Why does it always seem that the minute you decide to clean up your diet and make healthier choices the food cravings kick in? It’s been weeks, maybe months, since you’ve wanted a candy bar, but now it’s all you can think about. The mind is a very strong “muscle”—but it can be trained. First, it helps to understand why cravings occur, then you can use some unexpected methods to conquer them.
Sometimes our bodies crave certain foods because we’re tired (“I want sugar!”), not getting enough nutrients (“I need healthy calories!”) or hormonal, due to your monthly cycle, pregnancy or menopause (“Give me chocolate…now!”). If you feel a particularly strong craving coming on, give one of these tricks a try:
Eat something sour
Want something sweet? Go for something sour instead. Having that sour taste in your mouth may help curb cravings for sugar. Munch on sour pickle chips, sour cherry peppers, pickled veggies, olives or even a grapefruit. After a few bites, that brownie or bowl of ice cream probably won’t seem as appealing.
Drink hot tea or coffee
If you’re feeling tired and hungry, instead of reaching for a sugary snack, try sipping on a mug of coffee or tea. Drinking a warm, caffeinated beverage can help keep hunger at bay until your next meal, while also providing a little jolt of energy without the sugar high and crash you’d experience after eating a sweet treat.
Chew some gum
After eating a meal, your palate may demand dessert. Instead of indulging in something sweet, pop in a piece of peppermint gum. The minty flavor will distract your taste buds, and the chewing motion will keep your mouth busy until the cravings subside. If you chew natural peppermint gum, you may even get some stomach-soothing benefits from the herb.
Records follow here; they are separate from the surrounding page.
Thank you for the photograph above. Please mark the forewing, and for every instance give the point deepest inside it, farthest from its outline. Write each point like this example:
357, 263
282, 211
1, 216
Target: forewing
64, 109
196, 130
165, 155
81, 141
Eat enough protein along with healthy fats
For many people, eating enough protein works to keep hunger under control. When your body is getting enough of the healthy nutrients it requires, fewer cravings occur. Aim to eat 1 to 1.5 grams of protein per pound of body weight daily (for example, a 125-pound woman would need a minimum of 125 grams of protein a day). If you think drastically cutting back on fat is a smart plan of attack, think again. Lowering fat intake too much can cause cravings because your body needs some fat to function. Be sure to include healthy fats, such as almonds, natural nut butters, avocados and olive oil, in your daily diet.
Vegetable are almost a free pass! Eat as many as you’d like (with the exception of carrots, peas and corn, which are high in sugar). When you fill up on broccoli, spinach, cauliflower, asparagus, zucchini, pepper, and celery, you’re also getting the fiber, vitamins and minerals your body needs. Veggies will keep you full, stop hunger from spiking and may help prevent deficiencies in certain vitamins (which could cause cravings!).
When you feel a craving coming on, grab a bottle of water and get moving! Even if you just walk around the block or your office building, take a break and move your body. Exercise will get your blood flowing and help keep your mind off food. Plus, drinking water will fill you up and provide hydration.
Trainer tip: Try not to give in the moment a craving hits. Be consistent with your healthy eating (make sure to eat enough, ideally every 3-4 hours), and you’ll notice cravings will start to become less frequent. Here’s a simple, quick recipe to help combat cravings for sweets (it’s my favorite healthy carb and protein treat):
Microwave a sweet potato. When cooked, mash the insides and mix in a scoop of chocolate protein powder. Eat half and refrigerate the rest for later.